Mas se o neto dela se mudar para o Canadá, ele provavelmente se encontrará diante do processo de imigração do país como um plebeu, como qualquer outra pessoa.

As notícias de que o príncipe Harry e Meghan, duquesa de Sussex, planejavam se afastar de seus deveres reais e passar pelo menos parte de seu tempo no Canadá lançaram uma pergunta: como o casal pode obter independência financeira em um país onde parece não ter o direito de viver e trabalhar?

Príncipe Harry e a mulher, Meghan
07/01/2020
REUTERS/Daniel Leal-Olivas
Príncipe Harry e a mulher, Meghan 07/01/2020 REUTERS/Daniel Leal-Olivas
Foto: Reuters

"Para se tornarem residentes permanentes legais do Canadá, eles precisariam se inscrever através de nossos processos normais de imigração", disse Beatrice Fanelon, porta-voz da agência de imigração do Canadá. "No entanto, os membros da Família Real não são obrigados a solicitar autorização para vir e ficar no Canadá como visitantes".

Ela não respondeu a perguntas sobre se Harry e Meghan poderiam permanecer como "visitantes" indefinidamente.

Como turistas que viajam com passaportes britânico (Harry) ou americano (Meghan), eles podem ficar no Canadá por até seis meses, mas espera-se que eles saiam. E sem permissão de trabalho - o que pode ser complicado de obter sem uma oferta de emprego - eles teriam dificuldade em ganhar a vida.

Muito poderia depender de Meghan. Ela já pode ter residência permanente depois de trabalhar sete anos em Toronto como atriz no drama jurídico da USA Network Suits. Caso contrário, ela poderia se qualificar para residência permanente sob um programa de visto para indivíduos com experiência em um campo artístico, atlético ou cultural.

Se ela tiver residência permanente, Meghan poderia ajudar Harry através de um programa familiar. Caso contrário, ela poderia adicionar Harry como dependente de seu pedido de visto.

Outra opção seria a aplicação através de um programa de entrada expressa para trabalhadores qualificados.

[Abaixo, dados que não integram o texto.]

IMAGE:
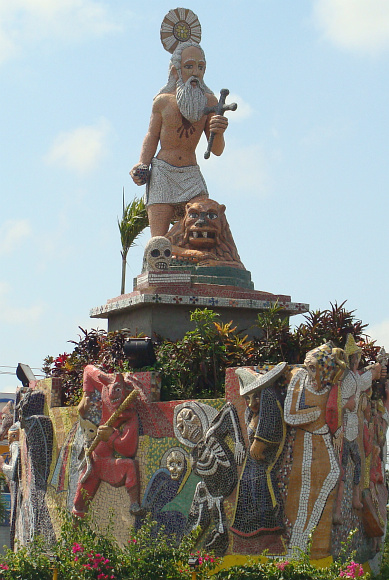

Esse programa é baseado em um sistema de pontuação, que considera a experiência de trabalho, a educação, a idade e a capacidade de linguagem. Os candidatos começam a perder pontos após seu trigésimo aniversário, então Meghan, 38, e Harry, 35, fariam bem em obter sua inscrição o mais rápido possível.

Um problema para o príncipe: ele foi direto do Eton College para o treinamento de oficiais na Royal Military Academy Sandhurst, para não ganhar pontos no ensino superior.

Audrey Macklin, professora de direito da Universidade de Toronto, diz que "sem dúvida" o casal poderia garantir residência permanente se planejasse morar no Canadá a longo prazo. Eles poderiam até solicitá-lo por motivos humanitários ou compassivos - uma rota disponível para estrangeiros que trabalham com licenças temporárias ou requerentes de asilo que mantiveram sólidos registros de trabalho no Canadá.

Mas Harjit Grewal, consultor de imigração da Sterling Immigration em Londres, alertou que uma reivindicação humanitária da realeza rica poderia ser recebida com hostilidade.

A opção é tipicamente "o último recurso para alguém em circunstâncias terríveis, como fugir de uma guerra ou de uma catástrofe natural", disse ele. "Então, eu não acho que funcionaria."

Philippe Lagassé, professor associado de assuntos internacionais da Universidade Carleton, em Ottawa, concordou que seria uma "decisão política bastante sensível" e os "contras são bem pesados".

E para obter a cidadania, ele disse, eles "teriam que demonstrar serviço e valor excepcionais ao Canadá".

"Ser membro da família real lá em cima?" ele ponderou. "Você sempre pode fazer isso, mas isso pode aumentar a ira de certas pessoas."

A concessão de residência permanente, disse ele, pode ser "menos controversa, mas, novamente, ainda é uma forma de favoritismo".

A própria rainha não é cidadã, ele observou. Mas ela tem um status aqui: ela é "a personificação do estado canadense".

Ainda assim, ela não pode conceder a cidadania a Harry e Meghan, disse Lagassé, porque ela permanece vinculada à lei canadense, que "é muito clara que a discrição pertence ao ministro [da imigração]".

Dependendo de seus planos, segundo Grewal, o casal tem a opção de se inscrever através de um programa de imigração de negócios.

O governo canadense oferece um programa de visto inicial para candidatos cujas idéias de negócios foram apoiadas por um fundo de capital de risco, grupo de investidores anjos ou incubadora de empresas. Ontário e Colúmbia Britânica - dois onde o casal poderia estabelecer sua residência em meio período - têm seus próprios programas para imigrantes em negócios.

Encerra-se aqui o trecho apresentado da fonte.